28 March-3 April 2014 #700

Seeing the light in khumbu

Situated at 4400m, Dingboche’s 24 lodges survive on income from passing trekkers.
Kishor Rimal in DINGBOCHE

KISHOR RIMAL
This tiny village in the lap of Mt Everest is just a tea stop for many trekkers on their way up to Base Camp. Few trekkers linger here to admire the stupendous view of Ama Dablam that towers above, and the rampart of the Nuptse-Lhotse ridge to the north.

Situated at 4400m and two days up from Namche, Dingboche’s 24 lodges survive on income from passing trekkers. They need fuel for cooking, and since the dwarf junipers on the mountainsides are protected, they have to import kerosene or gas brought up on yak back all the way from the nearest roadhead in Salleri, seven day’s trek down the valley.

By the time it gets up here, one litre of kerosene costs nearly $3 and an LPG cylinder costs $100. An average lodge uses up to 400 litres of kerosene a month. Dingboche residents already have solar lighting, but the question remains how to replace kerosene and gas for cooking?
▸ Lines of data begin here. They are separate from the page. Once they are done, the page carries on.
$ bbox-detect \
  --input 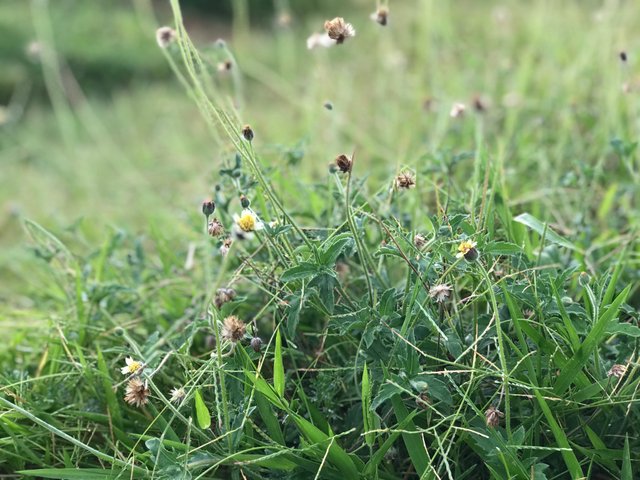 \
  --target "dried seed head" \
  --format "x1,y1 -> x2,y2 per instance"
217,60 -> 233,73
413,233 -> 427,250
371,7 -> 389,27
251,337 -> 262,352
221,315 -> 247,343
336,153 -> 353,173
213,288 -> 236,309
449,103 -> 467,118
607,363 -> 627,378
324,17 -> 356,45
124,377 -> 150,407
169,387 -> 187,403
220,238 -> 233,257
484,406 -> 504,428
242,125 -> 253,142
207,218 -> 224,237
156,27 -> 176,48
456,240 -> 478,262
429,283 -> 451,303
396,172 -> 416,190
202,200 -> 216,218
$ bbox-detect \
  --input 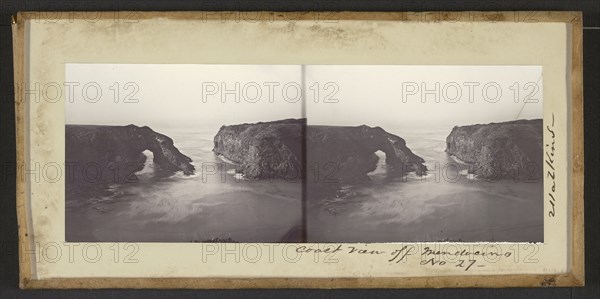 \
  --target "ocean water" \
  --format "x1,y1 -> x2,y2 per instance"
66,127 -> 543,242
66,127 -> 302,242
307,128 -> 544,242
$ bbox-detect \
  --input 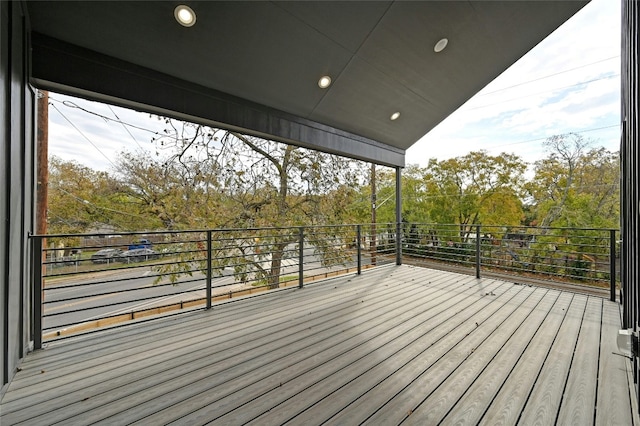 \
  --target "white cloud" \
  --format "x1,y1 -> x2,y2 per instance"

The Khumbu Alpine Conservation Council has signed an agreement with the Kathmandu-based Gham Power Nepal to rig up a micro solar grid to be run by a cooperative in Dingboche. The project is expected to cost about Rs 52.5 million and the locals are putting up 20 per cent up front. The rest will be a bank loan to be repaid in up to 10 years.

Karma Sherpa who owns a lodge in Dingboche, says the affordability and availability of kerosene and gas is a make-or-break issue for his town’s tourism-dependent economy. “Electricity for light is not an issue at all,” he told us, “we need energy to cook and heat, and the price of that energy is crucial.”

Photos: Kishor Rimal

The proposal for Dingboche is a 130kW solar micro grid with a battery storage of 2,000 ampere hours that can power room heating, cooking, refrigerators and even computers in cyber cafes. The whole system will cost up to $585,000 and local lodge owners are ready to put up 20 per cent of that amount and take out a loan to repay in 5-10 years.

Local resident Angchiri Sherpa is confident that this venture, besides making business sense, will also set an example for clean energy use in the Himalaya. “Burning kerosene and gas doesn’t make much sense when global warming is melting these mountains,” he adds, gesturing at the surrounding peaks.

The government subsidises solar home lighting and micro hydro, but there is no policy on solar micro grids like the one being proposed for Dingboche. Says Sandeep Giri of Ghampower: “Instead of waiting for the government, the 23 lodge owners in Dingboche saw the possibility of generating their own electricity and improving their overall quality of life. We are proud and honoured to partner with them to make this sustainable solution feasible.”